Pemikiran hak-hak individual adalah dimensi mental dari seluruh privilese yang dinikmati seseorang di dalam negara. Dalam tipologi Marshall, hak yang dirumuskan oleh Hobbes dan Locke diklasifikasikan sebagai civil rights atau hak-hak sipil (kebebasan individu, hak kepemilikkan, hak-hak yang berkait dengan keebasan individual) sedangkan hak politik adalah hak individu untuk berpartisipasi dan memengaruhi urusan-urusan kepublikan. Hak-hak sipil dan politik berkembang secara evolutif.
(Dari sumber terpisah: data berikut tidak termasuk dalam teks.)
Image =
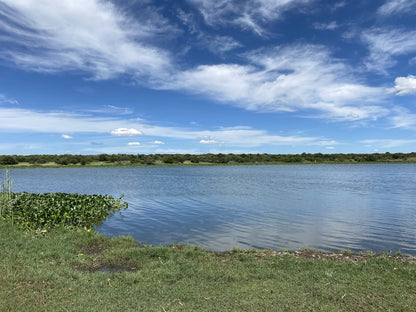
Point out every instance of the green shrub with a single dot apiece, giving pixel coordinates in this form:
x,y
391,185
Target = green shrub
x,y
44,211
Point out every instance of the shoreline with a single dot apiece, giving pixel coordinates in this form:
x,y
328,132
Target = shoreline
x,y
121,165
80,270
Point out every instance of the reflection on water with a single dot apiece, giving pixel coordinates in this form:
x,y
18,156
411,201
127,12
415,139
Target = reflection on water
x,y
327,207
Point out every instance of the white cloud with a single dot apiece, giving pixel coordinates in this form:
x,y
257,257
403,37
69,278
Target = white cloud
x,y
388,143
98,38
403,85
397,6
126,132
297,77
6,100
250,14
386,43
21,120
209,142
89,35
326,26
403,119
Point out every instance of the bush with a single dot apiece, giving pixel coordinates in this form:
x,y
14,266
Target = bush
x,y
8,160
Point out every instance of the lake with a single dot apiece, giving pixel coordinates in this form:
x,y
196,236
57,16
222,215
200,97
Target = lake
x,y
325,207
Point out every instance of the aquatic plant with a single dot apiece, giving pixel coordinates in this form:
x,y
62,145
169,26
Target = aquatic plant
x,y
6,197
48,210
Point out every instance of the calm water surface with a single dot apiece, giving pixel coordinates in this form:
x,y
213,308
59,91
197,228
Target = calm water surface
x,y
327,207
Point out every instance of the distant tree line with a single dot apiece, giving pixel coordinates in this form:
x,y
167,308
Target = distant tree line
x,y
155,159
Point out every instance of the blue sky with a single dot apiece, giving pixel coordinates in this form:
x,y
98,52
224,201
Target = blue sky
x,y
200,76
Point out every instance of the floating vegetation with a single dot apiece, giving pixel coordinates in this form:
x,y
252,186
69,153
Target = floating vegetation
x,y
44,211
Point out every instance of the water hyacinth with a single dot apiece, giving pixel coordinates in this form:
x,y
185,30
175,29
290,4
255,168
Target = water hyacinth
x,y
45,211
37,211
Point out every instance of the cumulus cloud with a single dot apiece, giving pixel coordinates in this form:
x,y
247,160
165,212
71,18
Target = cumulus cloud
x,y
391,7
126,132
403,85
66,136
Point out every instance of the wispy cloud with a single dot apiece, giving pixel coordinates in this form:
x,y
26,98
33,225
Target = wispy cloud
x,y
90,35
388,143
326,26
404,85
246,14
385,44
209,142
21,120
98,38
291,78
403,118
391,7
126,132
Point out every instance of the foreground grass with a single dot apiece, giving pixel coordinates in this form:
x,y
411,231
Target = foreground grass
x,y
85,271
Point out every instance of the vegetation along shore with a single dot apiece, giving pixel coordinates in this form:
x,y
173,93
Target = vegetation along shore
x,y
33,161
52,259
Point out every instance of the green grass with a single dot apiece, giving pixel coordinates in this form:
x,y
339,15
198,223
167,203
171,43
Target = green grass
x,y
80,270
103,164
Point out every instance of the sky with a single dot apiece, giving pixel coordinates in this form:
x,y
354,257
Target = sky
x,y
207,76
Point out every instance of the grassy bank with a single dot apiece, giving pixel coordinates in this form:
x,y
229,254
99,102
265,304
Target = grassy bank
x,y
80,270
51,259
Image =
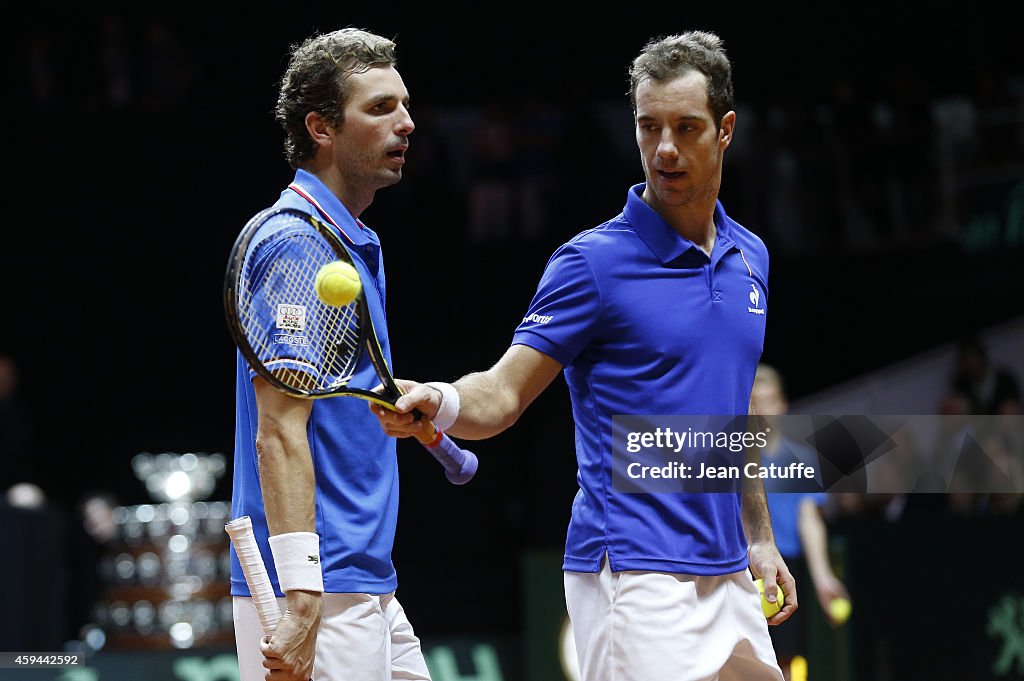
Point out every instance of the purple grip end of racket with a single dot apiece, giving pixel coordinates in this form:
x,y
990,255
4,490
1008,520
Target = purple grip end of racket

Ciri-ciri penting warga negara yang baik menurut Rawls adalah warga negara yang menyadari implikasi dari identitas esensialnya sebagai makhluk rasional. Warga negara yang baik juga terletak pada kemampuannya untuk terlihat seaca deliberatif dalam urusan-urusan kepublikan berdasarkan satu cakupan nilai kepolitikan tertentu. Baginya ada batas prinsipil tertentu yang terlebih dahulu mesti diletakkan sebagai acuan bersama dalam praktik kewarganegaraan deliberatif yaitu seperangkat nilai-nilai yang mencakup kesetaraan politik, kebebasan sipil, kesamaan yang adil, kesetaraan sosial dan resiprokalitas. Keterlibatan secara deliberatif di dalam urusan-urusan kepublikan adalah karakter terpenting seorang warga negara yang baik. Fungsi keterlibatan secara deliberatif adalah untuk menyelesaikan beragam persoalan yang menyangkut kebaikan semua pihak.